CS 143 / Project 2 / Local Feature Matching

The goal of this assignment is to create a local feature matching algorithm using techniques described in Szeliski chapter 4.1. The pipeline we suggest is a simplified version of the famous SIFT pipeline. The matching pipeline is intended to work for instance-level matching -- multiple views of the same physical scene.

Code

Disclaimer: I was having trouble with the scaled images so I commented that part out and set the scale factor to one. This should just have the effect of making the code run a bit more slowly.

For the interest points I followed the procedure outlines in the lectures with nothing fancy or special. I spent a little bit of time tweaking alpha to get reasonable results but pretty standard otherwise. For feature detection, I compute Ix and Iy and the gradients from that. I probably pay some price in speed, but from switch as much of the code as possible to matlab built-ins I was able to get the feature detection runtime down to ~5 second from ~30 seconds (which made testing a nightmare). For matching I used matlabs builtin knnsearch function which made the code shocking simple. It also allowed me to play we all the builtin distance functions discover that infact, euclidean distance performed best. Interestingly, the correlation function gave comparable results to the euclidean distance and if I had more time I would have liked to look into how to combine matches from using both euclidean and correlation.

Parameters and tweaks and effects

There are many parameters to play with in this project, and all of them can greatly impact the overall results of the project. For example, the feature width had the greatest impact on my results. By increasing the feature width from 16 to 28, my match percentage increased by over 20% (~72% -> ~92%). Furthermore, normalizing the feature vector increased my match percentage by 5% (55% -> 60%), thresholding the normalized vector increased 4% as well as normalizing again afterward. Raising this final vector to a power less than 1 (.5) increased another 2%.
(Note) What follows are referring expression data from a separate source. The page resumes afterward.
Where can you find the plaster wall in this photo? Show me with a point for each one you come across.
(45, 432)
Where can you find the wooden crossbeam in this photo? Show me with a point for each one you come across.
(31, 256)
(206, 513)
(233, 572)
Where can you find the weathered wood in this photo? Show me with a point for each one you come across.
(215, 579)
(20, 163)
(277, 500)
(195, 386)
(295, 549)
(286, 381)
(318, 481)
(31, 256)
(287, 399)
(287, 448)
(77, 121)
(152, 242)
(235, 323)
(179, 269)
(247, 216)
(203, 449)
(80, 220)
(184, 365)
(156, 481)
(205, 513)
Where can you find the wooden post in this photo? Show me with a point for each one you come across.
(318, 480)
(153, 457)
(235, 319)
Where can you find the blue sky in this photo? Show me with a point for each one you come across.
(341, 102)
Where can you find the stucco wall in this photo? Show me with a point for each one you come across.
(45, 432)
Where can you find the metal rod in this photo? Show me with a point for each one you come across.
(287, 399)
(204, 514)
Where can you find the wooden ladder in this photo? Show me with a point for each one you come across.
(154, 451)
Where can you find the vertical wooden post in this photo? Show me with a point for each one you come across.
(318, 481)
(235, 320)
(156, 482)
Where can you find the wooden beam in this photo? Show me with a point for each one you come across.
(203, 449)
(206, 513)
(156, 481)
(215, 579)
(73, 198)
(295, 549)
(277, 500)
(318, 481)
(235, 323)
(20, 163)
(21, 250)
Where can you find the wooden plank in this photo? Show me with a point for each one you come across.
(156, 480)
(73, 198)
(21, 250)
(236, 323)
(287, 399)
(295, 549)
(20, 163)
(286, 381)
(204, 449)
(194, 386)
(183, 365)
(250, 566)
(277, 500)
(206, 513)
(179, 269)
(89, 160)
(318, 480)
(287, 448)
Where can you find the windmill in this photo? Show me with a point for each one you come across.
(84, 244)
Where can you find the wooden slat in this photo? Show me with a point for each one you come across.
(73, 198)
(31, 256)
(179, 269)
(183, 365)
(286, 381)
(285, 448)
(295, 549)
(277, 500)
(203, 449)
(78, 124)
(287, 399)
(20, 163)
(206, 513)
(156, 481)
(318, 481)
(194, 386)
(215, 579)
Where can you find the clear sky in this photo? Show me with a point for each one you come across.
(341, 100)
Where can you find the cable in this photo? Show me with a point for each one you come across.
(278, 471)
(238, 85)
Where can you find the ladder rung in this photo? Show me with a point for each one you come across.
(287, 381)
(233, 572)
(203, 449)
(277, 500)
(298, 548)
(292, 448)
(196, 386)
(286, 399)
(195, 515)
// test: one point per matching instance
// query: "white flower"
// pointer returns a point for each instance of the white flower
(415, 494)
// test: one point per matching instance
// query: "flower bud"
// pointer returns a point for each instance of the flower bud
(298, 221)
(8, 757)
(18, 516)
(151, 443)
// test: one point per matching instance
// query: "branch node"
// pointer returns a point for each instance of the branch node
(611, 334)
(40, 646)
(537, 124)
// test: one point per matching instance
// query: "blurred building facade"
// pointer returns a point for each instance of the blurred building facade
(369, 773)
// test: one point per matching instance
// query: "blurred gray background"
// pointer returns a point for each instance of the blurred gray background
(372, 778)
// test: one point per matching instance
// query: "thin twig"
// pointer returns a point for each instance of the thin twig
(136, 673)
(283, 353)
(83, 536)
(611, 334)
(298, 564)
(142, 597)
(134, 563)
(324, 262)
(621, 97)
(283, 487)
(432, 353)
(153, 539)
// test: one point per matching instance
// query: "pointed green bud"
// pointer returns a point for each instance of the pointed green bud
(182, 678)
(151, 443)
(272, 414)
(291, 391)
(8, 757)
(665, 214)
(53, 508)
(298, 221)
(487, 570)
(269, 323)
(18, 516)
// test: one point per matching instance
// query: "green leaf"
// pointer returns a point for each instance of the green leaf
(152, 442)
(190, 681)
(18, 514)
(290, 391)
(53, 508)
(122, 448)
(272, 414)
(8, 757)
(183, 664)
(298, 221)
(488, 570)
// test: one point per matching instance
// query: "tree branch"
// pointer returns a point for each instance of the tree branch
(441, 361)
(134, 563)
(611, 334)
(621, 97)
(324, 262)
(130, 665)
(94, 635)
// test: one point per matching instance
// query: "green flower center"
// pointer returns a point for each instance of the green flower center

I also tried taking into account where my features were matching. Specifically, I consider my most confident matchs and use that to build a median angle and length of translation from a feature in one image to another. Then, by updating the confidence so that matches that respect this translation are weighted more heavily (and matches that don't are penalized) I was able to increase the accuracy to 97% (from 92%). This "improvement" compeltely chokes on images that have a large different in scale, which makes sense. A better method would be to try to account for all affine transformation instead of just translation (also accounting for translation more intelligently wouldn't hurt).

The results

Below is the best 100 matches for the Notre Dame image. Notice that although there are three errors the matches look identical when viewing small regions around them. Also notice that they aren't that far from one image to the next. This is likely because of the translation consideration I mentioned earlier.

Below is the best 50 matches for the Notre Dame image. There are no mismatches here which shows that the confidence values are relatively sound.

The next bunch of images I just show side to side, and leave it to the reader to see "how well" the matching did. Without the ground truth it is tedious to describe. =(. Orientation and scale completely kill the quality of the matches which is expected considering that this implementation is neither scale or rotation invariant.

Notre Dame images with different scales.

House. Notice that it tries to match heavily on trees which is rather problematic.

These images of the Statue of Liberty have a fairly strong orientation difference which cause havoc to the matching.

These images of the Statue of Liberty have a weaker orientation difference so the matching is better.

All in all, these matches are pretty poor which seems to be from a case of overfitting for our one training example, the Notre Dame image.